MITSOUKO

Par quel hasard des amis m'offrirent-ils, pour mon 58° anniversaire, ce parfum, de chez Guerlain ? Je ne l'avais jamais porté, pas même respiré je crois. Ma surprise, ouvrant le paquet, fut totale. Elle tint, même du saisissement. Car le nom, jamais prononcé devant ces amis, évoquait pour moi un souvenir d'enfance.
Elle ne s'appelait pas encore Mitsouko, mais Marie. Elle était sur le banc d'une école religieuse, à Evreux, parmi des enfants qui attendaient comme moi de partir en colonie de vacances dans le Jura. Ces enfants étaient accompagnés de leurs parents, encombrés de leurs valises, submergés de recommandations. Marie n'accompagnait personne. Elle ne parlait pas, ne souriait pas, son regard n'était posé sur aucun de nous. Je fus fascinée par son absence au monde, ou, peut-être, par ses traits asiatiques, et je la désignais à ma mère. Je n'ai pas souvenir d'un commentaire, seulement d'une main froide happant la mienne - une main de pâtissière, qui ne ternissait pas le sucre des dragées, ne laissait pas d'empreintes sur le brillant des chocolats - On ne devait pas montrer du doigt.

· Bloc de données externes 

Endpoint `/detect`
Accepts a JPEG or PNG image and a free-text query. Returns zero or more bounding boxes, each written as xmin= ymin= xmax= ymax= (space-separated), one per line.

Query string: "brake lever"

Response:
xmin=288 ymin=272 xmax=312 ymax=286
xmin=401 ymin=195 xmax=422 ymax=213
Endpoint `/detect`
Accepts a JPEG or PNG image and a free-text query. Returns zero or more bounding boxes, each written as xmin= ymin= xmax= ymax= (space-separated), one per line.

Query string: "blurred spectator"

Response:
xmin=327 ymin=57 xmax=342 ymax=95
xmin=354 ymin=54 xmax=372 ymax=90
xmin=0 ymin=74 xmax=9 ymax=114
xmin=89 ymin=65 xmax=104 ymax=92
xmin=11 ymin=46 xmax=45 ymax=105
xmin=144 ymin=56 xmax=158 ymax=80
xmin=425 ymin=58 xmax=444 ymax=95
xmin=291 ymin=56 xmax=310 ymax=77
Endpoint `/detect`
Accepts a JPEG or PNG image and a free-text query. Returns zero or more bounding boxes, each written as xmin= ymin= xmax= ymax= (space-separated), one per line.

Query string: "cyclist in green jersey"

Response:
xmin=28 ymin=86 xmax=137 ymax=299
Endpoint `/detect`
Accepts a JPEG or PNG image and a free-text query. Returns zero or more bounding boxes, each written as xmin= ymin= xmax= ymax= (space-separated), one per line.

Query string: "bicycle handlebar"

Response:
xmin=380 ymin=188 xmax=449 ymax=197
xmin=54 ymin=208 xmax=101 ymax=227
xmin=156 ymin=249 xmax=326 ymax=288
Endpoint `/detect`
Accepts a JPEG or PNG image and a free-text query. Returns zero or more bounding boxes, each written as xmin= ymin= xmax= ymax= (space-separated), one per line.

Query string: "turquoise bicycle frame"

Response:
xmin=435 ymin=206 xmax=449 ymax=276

Les parents durent nous abandonner. Marie fut avec nous dans l'autocar, car elle faisait partie des monitrices. Ces monitrices, encore des jeunes filles, capables d'avoir des querelles d'adultes, des chagrins d'enfants, je le découvris un jour, stupéfaite, trouvant Marie en larmes. Je tentais de la consoler, mes petits bras autour de ses larges épaules, mon mouchoir souillé d'herbe offert à ses joues humides. J'imaginais même de lui faire un cadeau, et je fabriquais un cendrier, avec du kaolin rapporté d'une excursion, pétri entre mes doigts, et mis à sécher au soleil. Ce devait être un objet hideux, mais Marie en eut les yeux encore mouillés, de plaisir cette fois. Je l'aimais, le lui dis, avec cette simplicité des aveux d'enfant, étayant cette déclaration d'un soupir admiratif : tu es si belle ! Elle s'esclaffa, certaine d'être laide. J'insistai : tu es si belle que tu devrais faire du cinéma ! Elle redevint sérieuse, grave, et demanda, sans croire que j'aurais la réponse : comment ? J'annonçais alors, assez triomphante, que je connaissais un metteur en scène. Incrédule, elle eut cette étonnante comparaison : c'est comme si tu me disais que tu connaissais la Vierge ! Je croyais la connaître aussi, même si, différente en cela de Gilles Grangier, elle ne venait pas acheter des meringues à la Chantilly, le dimanche, à la pâtisserie de mes parents, où j'officiais en jeune vendeuse, robe de velours rouge et tablier blanc.
L'été prit fin. Marie disparut de mon enfance, sans que j'ai le temps d'accomplir ma promesse : la recommander à ce cinéaste.
J'appris pourtant, bien, plus tard, au hasard d'une rencontre avec une connaissance qui nous avait été commune, qu'elle était devenue actrice, sous ce nom d'un parfum, dont elle était aussi la marraine. Seconde ou troisième marraine, je ne saurais dire puisque le parfum fut créé en 1919, bien avant la naissance de Marie.
J'ai pu la voir dans un film, de la série du Monocle, avec Paul Meurisse. Elle y jouait un rôle d'espionne fatale, mourant poignardée.
Elle vivrait à Londres, ayant épousé un Anglais. J'aimerais l'y rencontrer, par hasard, une froide soirée de décembre. Son visage plat, aux yeux étirés, crèverait soudain le brouillard devant moi, comme la pleine lune troue les nuages par nuit de grand vent. Elle serait sortie vider son cendrier dans une plate-bande de roses.